Ayant pris connaissance de la campagne « 25 ans de bidonvilles » et de l’appel des associations à la reconnaissance de l’existence de bidonvilles en Ile-de France,
Prenant acte de la réapparition des bidonvilles depuis 25 ans en Ile-de-France et souhaitant que l’action publique sur cette question s’inscrive dans le cadre de la lutte contre la pauvreté et pour la résorption de l’habitat indigne,
Favorable à l’émergence d’une politique efficace, pragmatique et respectueuse de la dignité humaine,
Je m’engage à utiliser dans mes interventions publiques et mes écrits le terme bidonville pour désigner l’habitat précaire et informel en lieu et place des termes camp ou campement. Je m’engage àprescrire l’usage du terme bidonville dans les actes administratifs et délibérations de la commune / communauté d’agglomération.

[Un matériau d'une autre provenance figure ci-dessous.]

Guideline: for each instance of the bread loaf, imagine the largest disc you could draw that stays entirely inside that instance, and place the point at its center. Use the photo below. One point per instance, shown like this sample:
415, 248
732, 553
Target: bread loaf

C'est ce courrier qui a été envoyé aux maires et aux présidents d'agglomérations franciliens, dans le cadre de la campagne "25 ans de politiques coûteuses et inutiles d'expulsion des bidonvilles" lancée en janvier dernier.
Pour la Fondation Abbé Pierre, il est indispensable de nommer les choses convenablement : ce que les pouvoirs publics appellent des « campements illicites » sont des bidonvilles comme la France en a connus dans le passé.
Ces lieux de vie précaires de personnes elles-mêmes en précarité, ayant fabriqué sur des friches urbaines des habitations à partir de matériaux de récupération, correspondent en tous points à la définition des « bidonvilles » : des habitats de fortune sans accès à l’eau ni à l’assainissement, densément peuplés et au statut résidentiel non sécurisé.
Ces lieux de vie sont habités par des personnes, adultes et enfants, attachées à leur territoire, avec toutes les relations qui en découlent : travail, école, santé, voisins, amis, etc.
Les désigner comme des lieux provisoires et illicites n’aide pas à une prise en charge sereine de ces situations socialement très difficiles, ni par les structures de droit commun, ni par les associations.
Pour la Fondation ainsi que toutes les associations membres du Collectif qui travaillent depuis des années avec les populations vivant dans ces bidonvilles, la résorption des bidonvilles commence par la reconnaissance et l’acceptation de la réalité, c’est-à-dire de leur existence.
Reconnaître l’existence des bidonvilles inscrirait l’action publique dans la lutte contre la pauvreté et la résorption de l’habitat indigne, qui disposent d’instruments légaux bien plus constructifs en matière d’insertion que le recours systématique à la force publique lors des expulsions.
Dans les années 60 et 70, la France a su répondre à la situation des bidonvilles qui n’étaient pas mieux tolérés, en mettant en place une politique adaptée axée sur le relogement de ses habitants.
Il n’était pas question à l’époque d’expulsion de « campements », mais de résorption des bidonvilles qui s’accompagnait d’une volonté politique et de la construction d’outils adéquats.
Cette politique engagée a permis une disparition progressive des bidonvilles où vivaient alors près de 47 000 personnes rien qu’en Ile-de-France.
Aujourd’hui, on compte 19 000 personnes en France métropolitaine vivant en bidonvilles, dont 7 300 en Ile-de-France réparties sur 119 bidonvilles.
"Notre objectif commun ne peut être que la résorption des bidonvilles"
L'un des maires qui a reçu le courrier d'appel, nous a communiqué sa réponse. En voici l'essentiel :
... "Comme vous le savez, la ville d'IVry rencontre sur son territoire de ce type de situations et a toujours porté assistance à ces populations, par l'accès des enfants à la scolarisation, l'accès aux soins, à l'accompagnement social, par des aménagements de première nécessité sur ces lieux aux conditions de vie extrêment difficiles.
Lors de la Conférence régionale, bien décevante, qui s'est déroulée entre octobre 2015 et avril 2016, je n'ai eu de cesse de réclamer au Préfet de région l'abandon du terme "campement illicite" et l'utilisation du terme "bidonville", strictement conforme à la réalité.
Notre objectif commun ne peut être que la résorption des bidonvilles, comme je le réaffirme avec d'autres collectivité d'Ile-de-France.... ce sont ces exigences de justice et de solidarité que nous porterons collectivement."...
Philippe Bouyssou, Maire d'Ivry-sur-Seine.